A federal judge in Miami threw out President Donald Trump’s $10 billion defamation suit against The Wall Street Journal and Rupert Murdoch, ruling that Trump had not plausibly alleged the “actual malice” required when a public figure sues over press coverage. The decision, issued by U.S. District Judge Darrin Gayles, gave the Journal an early victory in one of the year’s most closely watched press-freedom fights and underscored how difficult it remains for powerful figures to turn unfavorable reporting into a viable defamation case.
The lawsuit stemmed from a July 17, 2025, Journal story about a 2003 birthday album assembled for Jeffrey Epstein’s 50th birthday by Ghislaine Maxwell. The article said Trump’s name appeared on a risque personal note tied to Epstein; Trump immediately denied it and called the letter fake. He filed suit the next day in Miami federal court, naming Dow Jones & Co., News Corp, Rupert Murdoch, News Corp chief executive Robert Thomson, and Journal reporters Khadeeja Safdar and Joseph Palazzolo. The complaint sought $10 billion in damages.
Gayles dismissed the case without prejudice on April 13, 2026, meaning Trump can file an amended complaint by April 27, 2026. The court reportedly found he came “nowhere close” to plausibly alleging that the defendants knowingly published false information, and noted that the Journal sought Trump’s comment before publication and printed his denial. Those facts cut directly against the claim that the paper acted with “actual malice,” the legal standard that public officials and other public figures must satisfy to win defamation cases.

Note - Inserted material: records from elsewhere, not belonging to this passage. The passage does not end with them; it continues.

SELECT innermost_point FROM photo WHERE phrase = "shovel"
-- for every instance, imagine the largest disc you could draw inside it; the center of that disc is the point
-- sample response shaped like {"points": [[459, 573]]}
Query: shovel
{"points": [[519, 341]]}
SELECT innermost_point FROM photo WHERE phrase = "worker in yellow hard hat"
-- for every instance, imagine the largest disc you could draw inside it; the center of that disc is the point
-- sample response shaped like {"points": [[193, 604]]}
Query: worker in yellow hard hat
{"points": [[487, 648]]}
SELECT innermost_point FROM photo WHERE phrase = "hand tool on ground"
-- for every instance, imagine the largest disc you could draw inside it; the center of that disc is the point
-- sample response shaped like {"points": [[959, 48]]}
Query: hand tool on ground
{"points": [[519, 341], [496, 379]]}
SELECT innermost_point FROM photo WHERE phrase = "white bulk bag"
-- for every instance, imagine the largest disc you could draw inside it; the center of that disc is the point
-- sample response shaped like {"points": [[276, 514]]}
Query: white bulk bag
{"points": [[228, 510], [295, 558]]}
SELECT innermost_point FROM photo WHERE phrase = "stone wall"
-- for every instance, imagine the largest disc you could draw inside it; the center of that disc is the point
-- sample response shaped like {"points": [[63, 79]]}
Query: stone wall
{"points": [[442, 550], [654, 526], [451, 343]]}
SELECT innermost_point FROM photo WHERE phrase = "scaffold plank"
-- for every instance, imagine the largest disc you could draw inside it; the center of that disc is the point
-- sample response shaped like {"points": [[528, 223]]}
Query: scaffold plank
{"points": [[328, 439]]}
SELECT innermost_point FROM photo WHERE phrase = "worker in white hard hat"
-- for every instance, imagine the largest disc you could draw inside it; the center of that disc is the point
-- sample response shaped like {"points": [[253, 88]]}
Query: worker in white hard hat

Dow Jones said it was pleased with the dismissal and stood behind the “reliability, rigor and accuracy” of The Wall Street Journal’s reporting. Trump’s legal team said he would refile the “powerhouse lawsuit,” signaling that the fight is not over, even as the ruling placed a familiar obstacle in front of him: courts’ long-standing skepticism toward defamation claims from prominent political figures over reporting on matters already under intense public scrutiny.
The case also keeps Epstein’s network in the spotlight, years after his death by suicide in a New York jail cell in 2019. More broadly, it adds to Trump’s pattern of threats and lawsuits against news organizations, and to the continuing legal test of how far public figures can go in using the courts to challenge reporting they say is false and harmful.